I went vegan for a bit, but soon realized my body functions best with animal protein. It’s just the way it is with me. Some people thrive on a vegan diet and I didn’t. And so I began incorporating raw organic milk and cheese and grass-finished pasture-raised beef back into my diet, all of which I could buy in stores as I was living in San Francisco at the time.

These choices regarding animal products, however, were not rooted in altruism; they were totally self-centered. Since I had discovered that food = health and health = power, I wanted the animal protein I was eating to be as pure and natural as possible ~ when you eat meat, eggs, or dairy, you consume what the animal consumed, and factory-raised products are filled with antibiotics, hormones, and unhealthy fats because of the conditions in which the animals are raised.

Yet in my research surrounding this, I began learning about the absolute horrors of commercial farming and that is when I became passionate about the animals. I vowed that if I was going to eat an animal, I would make sure that animal never spent time in a feedlot or factory farm; that the animal’s life was as happy and peaceful as possible before that life was surrendered for mine.
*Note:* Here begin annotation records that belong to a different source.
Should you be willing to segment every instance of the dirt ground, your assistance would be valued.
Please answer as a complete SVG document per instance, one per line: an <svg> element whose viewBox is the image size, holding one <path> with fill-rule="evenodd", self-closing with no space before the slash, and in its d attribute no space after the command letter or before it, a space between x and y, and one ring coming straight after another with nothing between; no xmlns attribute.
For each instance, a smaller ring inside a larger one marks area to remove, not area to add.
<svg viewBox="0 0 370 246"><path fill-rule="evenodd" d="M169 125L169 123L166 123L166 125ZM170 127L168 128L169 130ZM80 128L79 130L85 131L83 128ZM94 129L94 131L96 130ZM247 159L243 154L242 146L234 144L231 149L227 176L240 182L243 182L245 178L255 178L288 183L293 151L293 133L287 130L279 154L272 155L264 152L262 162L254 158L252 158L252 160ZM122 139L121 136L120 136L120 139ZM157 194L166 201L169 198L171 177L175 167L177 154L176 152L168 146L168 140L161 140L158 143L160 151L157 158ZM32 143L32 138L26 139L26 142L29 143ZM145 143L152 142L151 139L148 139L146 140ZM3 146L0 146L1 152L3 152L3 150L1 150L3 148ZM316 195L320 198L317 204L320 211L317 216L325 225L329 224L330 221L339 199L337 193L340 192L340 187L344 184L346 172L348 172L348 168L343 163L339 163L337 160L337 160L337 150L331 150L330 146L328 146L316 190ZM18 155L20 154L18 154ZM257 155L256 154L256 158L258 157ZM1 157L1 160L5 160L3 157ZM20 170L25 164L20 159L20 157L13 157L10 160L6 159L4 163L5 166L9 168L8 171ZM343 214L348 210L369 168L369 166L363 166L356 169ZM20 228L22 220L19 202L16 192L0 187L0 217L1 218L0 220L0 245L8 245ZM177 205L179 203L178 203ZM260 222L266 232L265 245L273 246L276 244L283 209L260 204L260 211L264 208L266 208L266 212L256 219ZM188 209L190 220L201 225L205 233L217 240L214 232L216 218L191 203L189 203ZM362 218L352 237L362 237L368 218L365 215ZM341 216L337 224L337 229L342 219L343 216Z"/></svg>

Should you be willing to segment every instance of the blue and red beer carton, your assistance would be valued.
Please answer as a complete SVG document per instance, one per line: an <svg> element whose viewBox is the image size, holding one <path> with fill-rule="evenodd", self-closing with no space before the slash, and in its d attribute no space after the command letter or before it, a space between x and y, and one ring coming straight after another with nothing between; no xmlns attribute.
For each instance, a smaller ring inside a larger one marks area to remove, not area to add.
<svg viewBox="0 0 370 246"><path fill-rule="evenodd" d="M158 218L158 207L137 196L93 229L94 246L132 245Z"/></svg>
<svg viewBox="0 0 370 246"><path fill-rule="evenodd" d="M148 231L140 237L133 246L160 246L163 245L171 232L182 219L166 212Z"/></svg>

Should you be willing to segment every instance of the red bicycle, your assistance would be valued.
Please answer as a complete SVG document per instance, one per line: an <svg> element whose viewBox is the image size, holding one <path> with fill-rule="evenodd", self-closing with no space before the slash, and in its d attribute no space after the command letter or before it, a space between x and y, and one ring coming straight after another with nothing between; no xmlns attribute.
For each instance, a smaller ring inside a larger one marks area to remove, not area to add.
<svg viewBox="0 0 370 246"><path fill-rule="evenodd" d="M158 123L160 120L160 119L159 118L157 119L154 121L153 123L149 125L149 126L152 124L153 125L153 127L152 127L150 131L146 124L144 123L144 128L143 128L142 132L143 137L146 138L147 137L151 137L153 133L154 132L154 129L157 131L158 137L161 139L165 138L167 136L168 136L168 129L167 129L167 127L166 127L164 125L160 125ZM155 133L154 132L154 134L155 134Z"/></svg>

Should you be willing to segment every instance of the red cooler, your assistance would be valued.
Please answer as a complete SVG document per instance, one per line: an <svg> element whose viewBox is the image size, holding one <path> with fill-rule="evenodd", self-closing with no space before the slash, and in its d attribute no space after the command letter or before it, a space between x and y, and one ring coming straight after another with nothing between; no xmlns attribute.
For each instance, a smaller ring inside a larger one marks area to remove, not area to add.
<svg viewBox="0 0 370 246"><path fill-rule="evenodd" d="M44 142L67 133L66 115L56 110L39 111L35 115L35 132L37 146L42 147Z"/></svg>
I don’t ignore the fact that an animal dies so that I may eat meat. I don’t take it lightly. But to reconcile that fact, I have to know the animal had the happiest, most stress-free life possible and the quickest, most stress-free death possible. I eat elk that Mike hunts, because he hunts with a rifle and is so skilled that the animals he takes are dead before they fall. I also eat the beef that we raise, because I know the animal’s life was good, that it was loved and free, and I am with it till the end. There’s no feedlot, no slaughterhouse, just a trip down the dirt road to a small USDA-certified processor run by a woman who is smart and kind.

Because I am so adamantly against the industries of terror and abuse that are conventional farming, I haven’t eaten chicken in ten years, and I only eat eggs from Mike’s chickens (when they stop laying I go without) and dairy from Daisy (when she dries off for two months before each calf I go without). I feel really lucky to be so “close to the source” via my life in Wyoming. But it’s an ongoing process ~ just the other day I realized my favorite gluten-free bread which I buy upon occasion is made with eggs, and these are very likely factory-farmed eggs. So I switched to a different brand of bread that is vegan and gluten free.

Going back to the original question, how can I invest so much care in a orphan calf, or keep a hypothermic calf in my house, when I know it’s going to die anyway? Because I love each calf. Because I have so much respect for these animals and am so grateful for them. I will live in service to them because I know they will die in service to me. And in the meantime, I want their lives to be filled with respect and freedom and peace.

This is kind of a stream of consciousness blog post and I’m sure there are points I glossed over or points I may have missed, so please leave any questions you may have in the comment section and I will answer them. I can anticipate one question: How can I feel so strongly against feedlots and yet help raise calves that are sent off to that torture?  I don’t. We don’t. But that is another long story which I will save for another day.